Kini, kembali mereka diam tak bergeming. Mungkin karena marah, cemburu dan kecewa? Siapa yang tahu? Atau mungkin karena tiba-tiba lelaki itu sadar kalau perjalanan ini tak bisa dia tempuh dengan seluruh daya upaya dan hidupnya. Dan…. Wanita itu pun ikut diam, juga kecewa, sungguh sangat kecewa atas kejadian yang baru saja berlalu, dan kini terulang lagi. Lelah untuk mengerti dan memahami lelaki itu, entah karena apa lagi ini? (saya tak mengerti, padahal saat itu dia sedang sakit).

Tersenyum, tetapi, dalam hati menangis… berusaha mengerti dia, dan berharap sebaliknya. Kini, wanita itu pun sudah tak sanggup lagi untuk berbicara. Hanya hati dan tulisan ini lah sebagai bentuk rasa yang dia alami (saya coba untuk menuliskan ceritanya di diary).

Dia kecewa! Dalam kesakitannya, lelaki itu pergi. Ketika dia melihat email dan pesan chat lelaki itu untuk mengatur pertemuan dengan wanita lain. Kata-kata manis yang masih dia baca di pesan itu, membuat dia menilai bahwa lelaki itu belum tegas! Dia kecewa, ketika dia masih berlama-lama diam dan tak tahu karena apa? Ketika dia hanya diam dan diam tanpa membicarakan semuanya dengan bijak. Dalam hal ini, dia berharap lelaki itu bisa berubah. Bisa lebih dewasa dalam membina dan menjaga hubungan. Bisa mengubah kekerasan hatinya yang membuat wanita itu tersiksa dan tersakiti.
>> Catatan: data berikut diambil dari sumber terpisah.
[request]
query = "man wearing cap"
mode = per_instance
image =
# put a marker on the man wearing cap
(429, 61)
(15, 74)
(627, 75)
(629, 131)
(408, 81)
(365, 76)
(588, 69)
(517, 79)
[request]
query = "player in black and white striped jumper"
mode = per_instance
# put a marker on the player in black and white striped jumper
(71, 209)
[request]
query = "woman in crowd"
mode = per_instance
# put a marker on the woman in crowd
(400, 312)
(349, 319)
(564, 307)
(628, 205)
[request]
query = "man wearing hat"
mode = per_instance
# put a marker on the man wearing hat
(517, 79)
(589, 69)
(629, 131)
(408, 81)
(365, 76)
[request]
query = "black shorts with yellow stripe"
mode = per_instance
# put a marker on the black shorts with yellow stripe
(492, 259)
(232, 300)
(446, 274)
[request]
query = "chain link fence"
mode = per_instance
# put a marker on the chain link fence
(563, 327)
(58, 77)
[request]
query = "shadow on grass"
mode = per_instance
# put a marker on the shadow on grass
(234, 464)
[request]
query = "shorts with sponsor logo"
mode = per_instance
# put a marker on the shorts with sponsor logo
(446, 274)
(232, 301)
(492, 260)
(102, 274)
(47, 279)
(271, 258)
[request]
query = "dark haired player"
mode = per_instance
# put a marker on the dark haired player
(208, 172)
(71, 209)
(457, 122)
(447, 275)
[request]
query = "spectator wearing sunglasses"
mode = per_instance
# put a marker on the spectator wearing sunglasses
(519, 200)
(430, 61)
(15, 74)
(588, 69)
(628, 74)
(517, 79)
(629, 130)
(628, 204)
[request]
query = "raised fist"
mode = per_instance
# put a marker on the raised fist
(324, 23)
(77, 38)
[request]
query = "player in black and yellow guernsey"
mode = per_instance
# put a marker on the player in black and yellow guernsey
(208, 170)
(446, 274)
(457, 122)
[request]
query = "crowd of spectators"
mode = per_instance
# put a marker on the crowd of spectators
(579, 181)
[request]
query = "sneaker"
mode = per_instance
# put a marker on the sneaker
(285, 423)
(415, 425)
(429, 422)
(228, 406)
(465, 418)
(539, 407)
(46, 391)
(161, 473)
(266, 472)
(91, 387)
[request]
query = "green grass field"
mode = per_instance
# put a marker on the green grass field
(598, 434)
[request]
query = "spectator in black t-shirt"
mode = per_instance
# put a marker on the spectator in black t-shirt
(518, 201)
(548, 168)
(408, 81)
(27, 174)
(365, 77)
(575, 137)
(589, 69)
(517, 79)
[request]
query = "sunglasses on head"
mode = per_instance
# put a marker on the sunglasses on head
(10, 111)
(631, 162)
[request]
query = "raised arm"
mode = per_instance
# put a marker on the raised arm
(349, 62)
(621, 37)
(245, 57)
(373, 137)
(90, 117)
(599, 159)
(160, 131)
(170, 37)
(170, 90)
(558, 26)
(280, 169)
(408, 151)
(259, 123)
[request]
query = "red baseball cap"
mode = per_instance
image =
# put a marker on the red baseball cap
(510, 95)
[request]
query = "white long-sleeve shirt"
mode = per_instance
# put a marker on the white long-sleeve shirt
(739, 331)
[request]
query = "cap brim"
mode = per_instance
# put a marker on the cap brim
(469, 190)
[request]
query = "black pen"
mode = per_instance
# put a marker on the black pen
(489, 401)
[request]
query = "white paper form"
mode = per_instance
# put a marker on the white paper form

Mungkin saatnya…. dia harus diam, bertahan dan melihat perubahannya. Dia harap lelaki itu bisa memikirkan dan mengambil keputusan untuk kebahagiaan dirinya. Tanpa harus bergantung dengan orang lain dan aturan yang mengikatnya.

Dia percaya, laki-laki itu hebat. Sehebat dia bisa menaklukkan hatinya! Sehebat dia bisa menjalani 10 tahun hidupnya dalam keheningan dan kesendirian. Sehebat dia belajar menjadi laki-laki yang dewasa dan bijaksana. Sehebat dia bisa menjadi anak yang berbakti kepada orang tuanya. Sehebat dia bisa mencintai wanita itu, apa adanya…….

Semoga kejadian ini tidak terulang lagi, lagi dan lagi. Semoga kejadian ini membuat mereka lebih bijak.

Dia masih bertanya-tanya, kenapa lelaki itu tidak perduli saat dia sakit? Bahkan untuk bertanya perkembangannya pun tidak??? Dia semakin tidak percaya, sifat yang terbaru ini. Semarah-marahnya pada sso, kalau sakit, wanita itu selalu berusaha ada. Tapi, kali ini dia sudah pupus. Entah apa yang menjadi latar belakang semua ini terjadi, semuanya kembali diserahkan pada lelakinya.

Mungkin, wanita itu sakit hati. Tapi, dia memaafkan semuanya. Dan ini jadi pengalaman terhebat untuk wanita itu. Terima kasih Tuhan, sempat mengenal dia dengan segala kekurangan dan kelebihannya....

Sekarang, cinderella itu berjalan sendirian, dan kembali bersama orang-orang yang perduli padanya. Tanpa seorang pangeran berkuda yang menjemput impiannya.